Conclusions

Herein, we describe the presence of two tumor cell clones harboring different AR mutations within the same hormone refractory metastatic PCA. These findings provide direct evidence for the clonal outgrowth of androgen-independent PCA cells with AR mutations in response to selective pressure from hormonal therapies. The coexistence oftumor clones expressing mutant ARs harboring either the T877A mutation or the Q640Stop/T877A double mutation argues that the event Q640Stop has occurred later during the disease history probably in response to a new selective pressure from one of the treatments that followed flutamide.

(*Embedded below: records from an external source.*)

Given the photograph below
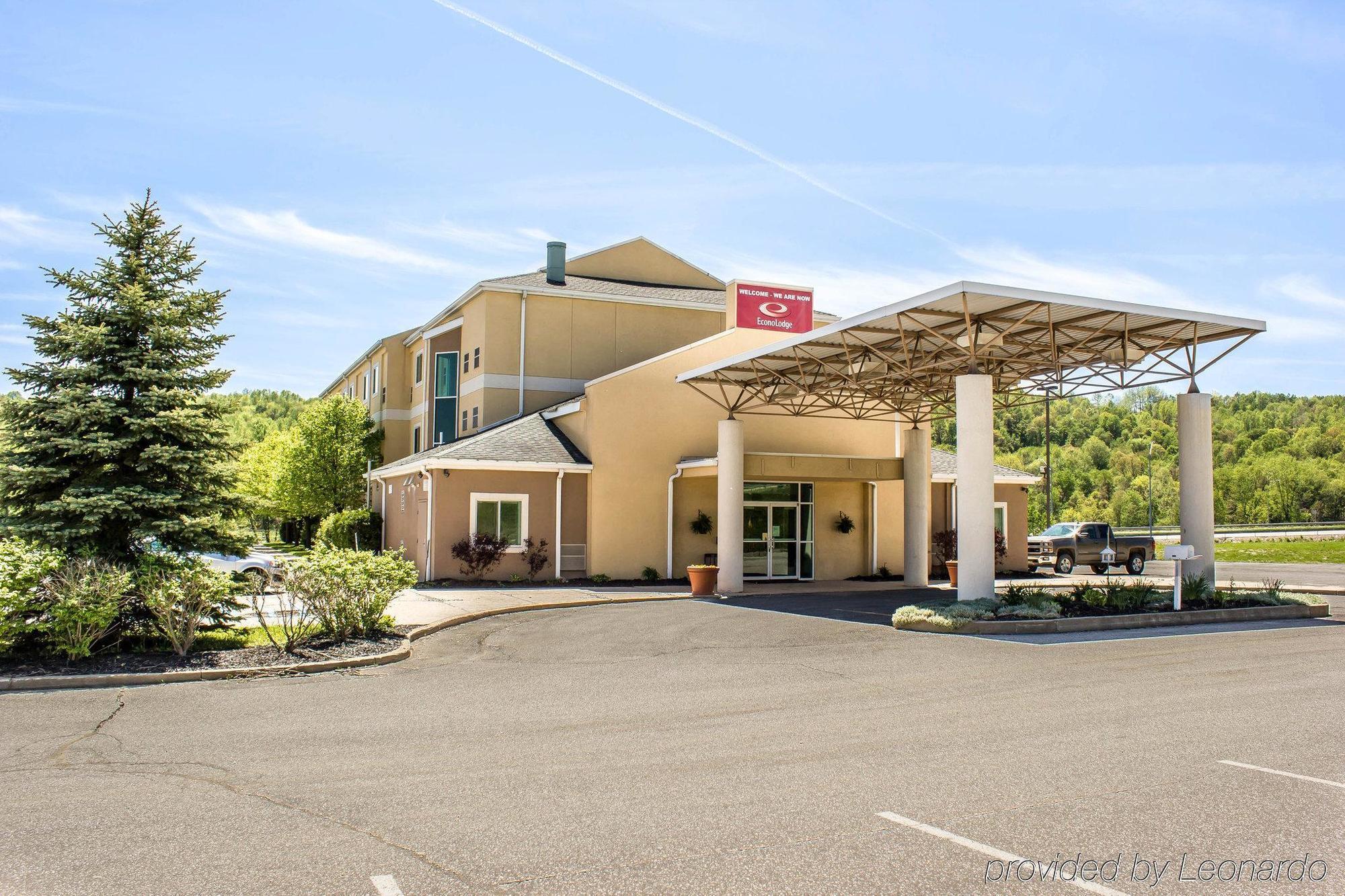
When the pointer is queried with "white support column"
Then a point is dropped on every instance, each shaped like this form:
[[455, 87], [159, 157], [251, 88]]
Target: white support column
[[915, 486], [730, 545], [1196, 467], [560, 485], [976, 487]]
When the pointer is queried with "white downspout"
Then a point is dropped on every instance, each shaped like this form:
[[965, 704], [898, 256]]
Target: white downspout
[[383, 512], [523, 354], [874, 529], [560, 481], [430, 524], [670, 521]]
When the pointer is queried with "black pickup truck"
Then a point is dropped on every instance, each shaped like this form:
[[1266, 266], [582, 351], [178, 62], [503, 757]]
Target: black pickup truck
[[1069, 545]]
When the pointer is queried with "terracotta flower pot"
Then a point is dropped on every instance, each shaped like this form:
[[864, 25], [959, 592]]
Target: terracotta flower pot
[[703, 580]]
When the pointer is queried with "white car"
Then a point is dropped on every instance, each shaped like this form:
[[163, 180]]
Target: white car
[[259, 569]]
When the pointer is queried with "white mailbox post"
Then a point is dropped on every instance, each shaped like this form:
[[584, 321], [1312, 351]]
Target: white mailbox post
[[1179, 555]]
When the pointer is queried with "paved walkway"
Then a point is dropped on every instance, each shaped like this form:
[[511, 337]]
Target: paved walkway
[[431, 606]]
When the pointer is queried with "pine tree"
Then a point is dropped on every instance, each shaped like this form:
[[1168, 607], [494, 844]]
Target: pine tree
[[118, 440]]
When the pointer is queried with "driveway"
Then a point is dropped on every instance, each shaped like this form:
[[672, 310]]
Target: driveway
[[685, 745]]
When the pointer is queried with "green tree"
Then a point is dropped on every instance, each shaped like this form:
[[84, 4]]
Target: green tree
[[118, 439], [322, 470], [259, 482]]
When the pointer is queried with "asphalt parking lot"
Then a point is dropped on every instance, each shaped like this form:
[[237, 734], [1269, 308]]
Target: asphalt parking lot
[[693, 745]]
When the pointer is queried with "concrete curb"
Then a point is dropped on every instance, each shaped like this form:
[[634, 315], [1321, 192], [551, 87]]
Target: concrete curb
[[558, 604], [1129, 620], [132, 680]]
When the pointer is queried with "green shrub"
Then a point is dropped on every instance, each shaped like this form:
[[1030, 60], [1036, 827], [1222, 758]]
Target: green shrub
[[1048, 610], [80, 604], [535, 556], [352, 529], [479, 553], [1030, 596], [22, 569], [349, 589], [185, 600], [1198, 592], [950, 618]]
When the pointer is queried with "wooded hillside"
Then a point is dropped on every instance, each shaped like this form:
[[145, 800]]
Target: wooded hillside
[[1277, 458]]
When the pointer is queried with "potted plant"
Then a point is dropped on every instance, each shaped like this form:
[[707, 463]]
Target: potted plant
[[946, 548], [704, 579]]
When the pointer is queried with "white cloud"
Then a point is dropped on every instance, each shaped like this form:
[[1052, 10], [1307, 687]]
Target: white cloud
[[486, 240], [1308, 291], [1094, 188], [289, 229]]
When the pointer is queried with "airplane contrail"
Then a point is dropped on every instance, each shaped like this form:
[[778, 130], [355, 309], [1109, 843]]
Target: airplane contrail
[[689, 119]]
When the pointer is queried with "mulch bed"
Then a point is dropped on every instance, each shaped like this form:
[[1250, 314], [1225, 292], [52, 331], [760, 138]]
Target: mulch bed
[[241, 658]]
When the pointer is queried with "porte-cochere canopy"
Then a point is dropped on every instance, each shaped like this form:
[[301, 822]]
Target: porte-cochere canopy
[[900, 361]]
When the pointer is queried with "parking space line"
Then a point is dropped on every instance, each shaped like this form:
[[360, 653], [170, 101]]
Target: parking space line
[[991, 850], [1276, 771], [387, 885]]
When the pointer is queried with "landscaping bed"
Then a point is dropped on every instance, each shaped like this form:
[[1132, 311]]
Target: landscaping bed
[[1036, 610], [317, 650], [461, 584]]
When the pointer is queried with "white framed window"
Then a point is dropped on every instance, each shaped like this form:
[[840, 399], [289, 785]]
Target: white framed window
[[501, 514]]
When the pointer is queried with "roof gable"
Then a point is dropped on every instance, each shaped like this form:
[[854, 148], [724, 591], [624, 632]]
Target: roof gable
[[640, 260]]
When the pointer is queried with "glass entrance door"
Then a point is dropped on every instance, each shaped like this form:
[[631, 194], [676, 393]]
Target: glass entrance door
[[771, 540]]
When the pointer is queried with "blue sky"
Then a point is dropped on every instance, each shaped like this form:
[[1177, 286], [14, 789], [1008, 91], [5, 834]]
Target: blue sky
[[350, 167]]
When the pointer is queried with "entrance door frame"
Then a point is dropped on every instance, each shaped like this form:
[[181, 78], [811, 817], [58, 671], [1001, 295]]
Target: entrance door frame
[[769, 540]]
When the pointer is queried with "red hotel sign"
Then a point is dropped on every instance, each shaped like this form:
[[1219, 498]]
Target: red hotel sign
[[785, 309]]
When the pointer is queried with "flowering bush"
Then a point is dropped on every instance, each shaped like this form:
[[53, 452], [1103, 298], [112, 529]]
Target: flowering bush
[[22, 569]]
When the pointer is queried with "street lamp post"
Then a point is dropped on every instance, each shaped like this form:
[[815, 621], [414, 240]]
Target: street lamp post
[[1046, 470], [1151, 489]]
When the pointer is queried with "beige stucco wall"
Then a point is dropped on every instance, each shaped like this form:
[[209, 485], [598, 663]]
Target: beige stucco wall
[[637, 425], [403, 505], [641, 261], [453, 514]]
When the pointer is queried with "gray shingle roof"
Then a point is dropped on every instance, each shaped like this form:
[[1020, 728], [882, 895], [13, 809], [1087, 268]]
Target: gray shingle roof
[[945, 463], [525, 440], [537, 280]]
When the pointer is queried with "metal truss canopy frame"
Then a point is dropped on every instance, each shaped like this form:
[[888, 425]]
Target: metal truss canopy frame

This study is the first report of a constitutively activated mutant AR in PCA and describes a new way by which PCA cells may escape androgen deprivation. In addition, this study demonstrates the great efficacy of our yeast functional assay for the detection of mutant ARs in PCA, and the analysis of their transactivation properties. By performing the assay on total RNA isolated from primary tumor samples, from hormone-sensitive metastases, and ultimately from hormone-resistant metastatic foci, we should be able to detect the clonal outgrowth of PCA cells with mutant AR during the disease evolution. Data obtained from these studies will provide a better understanding of the AR functions in the metastatic progression of the disease, and in the escape to androgen-dependent growth after androgen ablation therapies.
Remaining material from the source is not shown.